Right… you mentioned a little bit about this drama triangle: that at first she promised she’d move closer to you, but then her ex, the mother of her kids, forbid her (I guess she has the right to veto moving to a different state?), and she backtracked on you. You felt very hurt and couldn’t accept it, and so you suggested you should date other people – basically pushing her away and initiating breakup.

She’s obviously been in therapy for that, and probably has worked through her anger and pain, and has forgiven you, I guess. That’s why her answer wasn’t cold and curt, but warm and heartfelt. She talked about her kids, which is sort of a neutral topic.  Maybe she thought you were interested in knowing how her kids are. And also, she likes your children, so she suggested a video chat with all of you together.

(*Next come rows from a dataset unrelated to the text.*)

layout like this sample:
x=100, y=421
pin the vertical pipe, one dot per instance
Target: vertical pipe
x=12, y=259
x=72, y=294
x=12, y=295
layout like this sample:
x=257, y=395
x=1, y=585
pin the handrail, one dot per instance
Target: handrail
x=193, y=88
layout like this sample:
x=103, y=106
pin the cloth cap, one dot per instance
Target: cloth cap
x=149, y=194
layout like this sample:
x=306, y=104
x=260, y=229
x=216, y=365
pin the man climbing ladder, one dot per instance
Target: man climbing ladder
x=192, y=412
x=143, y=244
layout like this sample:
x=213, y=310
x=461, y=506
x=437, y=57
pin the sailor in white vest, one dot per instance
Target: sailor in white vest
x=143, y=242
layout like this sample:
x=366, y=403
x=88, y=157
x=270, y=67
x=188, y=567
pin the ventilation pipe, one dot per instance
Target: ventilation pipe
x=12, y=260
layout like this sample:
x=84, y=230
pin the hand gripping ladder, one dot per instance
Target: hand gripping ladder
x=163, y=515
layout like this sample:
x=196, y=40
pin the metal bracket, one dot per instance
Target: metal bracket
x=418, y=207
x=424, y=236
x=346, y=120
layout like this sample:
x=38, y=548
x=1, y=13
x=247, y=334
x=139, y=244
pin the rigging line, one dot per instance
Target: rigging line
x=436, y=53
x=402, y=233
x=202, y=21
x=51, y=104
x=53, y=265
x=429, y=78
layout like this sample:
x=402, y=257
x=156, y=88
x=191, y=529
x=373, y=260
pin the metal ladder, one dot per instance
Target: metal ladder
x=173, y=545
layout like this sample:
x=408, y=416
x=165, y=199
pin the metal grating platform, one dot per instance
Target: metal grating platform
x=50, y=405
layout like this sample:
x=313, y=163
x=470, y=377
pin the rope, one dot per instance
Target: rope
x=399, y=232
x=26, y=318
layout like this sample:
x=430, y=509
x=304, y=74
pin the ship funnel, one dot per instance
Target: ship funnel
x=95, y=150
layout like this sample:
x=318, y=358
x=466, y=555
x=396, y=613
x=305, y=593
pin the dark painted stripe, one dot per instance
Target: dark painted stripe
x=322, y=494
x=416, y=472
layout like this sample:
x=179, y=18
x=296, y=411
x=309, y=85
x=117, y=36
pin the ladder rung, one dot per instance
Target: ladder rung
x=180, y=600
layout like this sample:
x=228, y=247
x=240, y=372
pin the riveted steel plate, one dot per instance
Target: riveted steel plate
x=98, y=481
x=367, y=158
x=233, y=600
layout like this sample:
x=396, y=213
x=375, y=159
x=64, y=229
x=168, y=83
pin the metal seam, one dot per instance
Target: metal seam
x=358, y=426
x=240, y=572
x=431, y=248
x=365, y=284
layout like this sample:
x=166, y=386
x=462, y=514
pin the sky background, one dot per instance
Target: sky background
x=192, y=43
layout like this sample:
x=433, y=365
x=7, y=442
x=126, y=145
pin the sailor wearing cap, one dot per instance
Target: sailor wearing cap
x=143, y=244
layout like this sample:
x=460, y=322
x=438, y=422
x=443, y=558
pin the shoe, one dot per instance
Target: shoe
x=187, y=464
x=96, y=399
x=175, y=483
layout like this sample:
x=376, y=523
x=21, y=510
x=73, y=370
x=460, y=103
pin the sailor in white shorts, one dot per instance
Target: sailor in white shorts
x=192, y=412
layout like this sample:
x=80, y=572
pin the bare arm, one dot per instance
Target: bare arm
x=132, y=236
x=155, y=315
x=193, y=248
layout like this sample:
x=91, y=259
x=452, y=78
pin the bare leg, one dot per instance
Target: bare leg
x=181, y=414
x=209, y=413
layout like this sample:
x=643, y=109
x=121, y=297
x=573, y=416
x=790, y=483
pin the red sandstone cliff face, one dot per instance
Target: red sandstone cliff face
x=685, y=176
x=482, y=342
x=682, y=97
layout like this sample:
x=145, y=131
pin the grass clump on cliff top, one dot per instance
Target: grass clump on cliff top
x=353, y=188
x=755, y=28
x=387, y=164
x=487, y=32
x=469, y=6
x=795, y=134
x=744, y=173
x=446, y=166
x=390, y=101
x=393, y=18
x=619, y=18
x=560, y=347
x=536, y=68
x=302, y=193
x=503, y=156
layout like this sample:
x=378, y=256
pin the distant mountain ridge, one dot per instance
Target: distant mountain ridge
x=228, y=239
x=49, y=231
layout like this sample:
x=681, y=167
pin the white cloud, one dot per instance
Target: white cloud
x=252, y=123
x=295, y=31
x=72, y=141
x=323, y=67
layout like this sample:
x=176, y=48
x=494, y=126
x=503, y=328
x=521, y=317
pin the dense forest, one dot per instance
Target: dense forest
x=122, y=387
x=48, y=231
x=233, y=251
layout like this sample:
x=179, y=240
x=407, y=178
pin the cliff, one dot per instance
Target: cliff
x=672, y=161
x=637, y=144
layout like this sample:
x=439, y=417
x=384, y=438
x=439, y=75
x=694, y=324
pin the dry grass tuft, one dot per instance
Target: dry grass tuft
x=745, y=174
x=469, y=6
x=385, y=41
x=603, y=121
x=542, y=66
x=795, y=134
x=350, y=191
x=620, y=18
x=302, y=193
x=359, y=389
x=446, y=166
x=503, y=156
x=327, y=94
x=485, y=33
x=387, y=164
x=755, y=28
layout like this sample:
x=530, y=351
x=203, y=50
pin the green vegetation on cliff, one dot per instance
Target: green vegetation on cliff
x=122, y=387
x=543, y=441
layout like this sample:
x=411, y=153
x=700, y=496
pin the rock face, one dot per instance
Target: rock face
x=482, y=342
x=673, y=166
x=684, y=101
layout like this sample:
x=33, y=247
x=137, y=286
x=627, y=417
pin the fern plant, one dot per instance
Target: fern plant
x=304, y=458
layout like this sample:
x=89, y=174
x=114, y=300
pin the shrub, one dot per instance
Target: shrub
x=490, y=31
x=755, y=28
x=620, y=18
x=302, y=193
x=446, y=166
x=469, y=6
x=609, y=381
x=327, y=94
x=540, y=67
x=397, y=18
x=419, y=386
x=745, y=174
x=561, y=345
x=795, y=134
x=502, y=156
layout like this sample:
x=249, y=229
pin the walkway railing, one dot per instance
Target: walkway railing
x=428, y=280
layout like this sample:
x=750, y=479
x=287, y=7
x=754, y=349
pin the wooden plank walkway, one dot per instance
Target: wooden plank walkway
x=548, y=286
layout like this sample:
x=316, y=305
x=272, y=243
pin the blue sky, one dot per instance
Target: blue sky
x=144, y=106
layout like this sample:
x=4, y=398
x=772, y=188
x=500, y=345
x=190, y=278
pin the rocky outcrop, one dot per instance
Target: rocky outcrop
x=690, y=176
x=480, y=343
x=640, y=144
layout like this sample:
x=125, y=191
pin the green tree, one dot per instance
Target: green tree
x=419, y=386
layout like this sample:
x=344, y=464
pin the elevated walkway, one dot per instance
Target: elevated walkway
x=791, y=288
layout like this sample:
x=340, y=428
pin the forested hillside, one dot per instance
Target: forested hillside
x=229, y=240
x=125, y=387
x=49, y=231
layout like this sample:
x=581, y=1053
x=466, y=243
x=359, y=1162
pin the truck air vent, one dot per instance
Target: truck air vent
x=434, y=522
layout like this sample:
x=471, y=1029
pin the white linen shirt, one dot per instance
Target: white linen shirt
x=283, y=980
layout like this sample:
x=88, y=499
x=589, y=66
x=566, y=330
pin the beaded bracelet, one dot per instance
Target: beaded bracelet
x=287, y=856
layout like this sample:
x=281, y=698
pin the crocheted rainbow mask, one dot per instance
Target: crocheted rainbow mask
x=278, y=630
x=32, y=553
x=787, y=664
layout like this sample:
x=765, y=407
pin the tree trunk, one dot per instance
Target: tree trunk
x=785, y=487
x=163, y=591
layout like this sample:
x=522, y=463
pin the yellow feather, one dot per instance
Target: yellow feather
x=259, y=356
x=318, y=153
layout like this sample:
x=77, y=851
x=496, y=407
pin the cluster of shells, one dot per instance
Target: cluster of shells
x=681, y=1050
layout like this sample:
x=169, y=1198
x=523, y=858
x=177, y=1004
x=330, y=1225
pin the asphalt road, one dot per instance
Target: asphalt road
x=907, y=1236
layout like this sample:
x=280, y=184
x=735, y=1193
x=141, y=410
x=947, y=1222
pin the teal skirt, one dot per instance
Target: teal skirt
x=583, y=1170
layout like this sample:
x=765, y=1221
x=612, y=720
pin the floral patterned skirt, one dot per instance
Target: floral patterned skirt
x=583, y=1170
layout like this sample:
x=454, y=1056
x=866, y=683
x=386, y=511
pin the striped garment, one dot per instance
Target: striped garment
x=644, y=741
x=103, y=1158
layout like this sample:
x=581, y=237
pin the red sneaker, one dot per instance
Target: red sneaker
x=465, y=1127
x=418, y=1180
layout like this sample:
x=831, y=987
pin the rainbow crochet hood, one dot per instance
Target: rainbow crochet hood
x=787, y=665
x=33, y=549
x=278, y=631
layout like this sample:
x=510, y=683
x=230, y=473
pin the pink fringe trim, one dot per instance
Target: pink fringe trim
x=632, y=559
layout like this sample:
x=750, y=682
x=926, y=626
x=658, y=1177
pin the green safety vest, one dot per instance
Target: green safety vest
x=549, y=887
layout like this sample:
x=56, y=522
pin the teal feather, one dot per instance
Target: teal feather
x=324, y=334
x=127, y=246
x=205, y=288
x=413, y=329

In all this I don’t see that she’s shown interest in renewing the relationship with you. It rather seems to me that she doesn’t hold a grudge against you any more – she’s healed and moved on – and that’s why she agreed to help you in your legal matter. She didn’t want to be a b**** and refuse you, specially if she has the resources to help you, and she’s healed from her wounds, so she can deal with you without getting triggered.

Why send gifts to the kids, suggest a chat with , all of these things just to remind me that she has a partner and no longer loves me and wants anything to do with our lives ??

Because she likes your children and doesn’t mind staying in touch with them occasionally? Specially when they told her they love her and miss her, it’s only natural she told them she loves them and missed them too. And that she sent gifts. It’s a completely natural reaction – she is kind with your children and doesn’t want to hurt their feelings. But she also doesn’t initiate contact with them and only replies when they write to her.

This still fits the scenario where she doesn’t really want to renew the relationship with you, but nevertheless, is polite and helping you with your legal matter, and is kind to your children.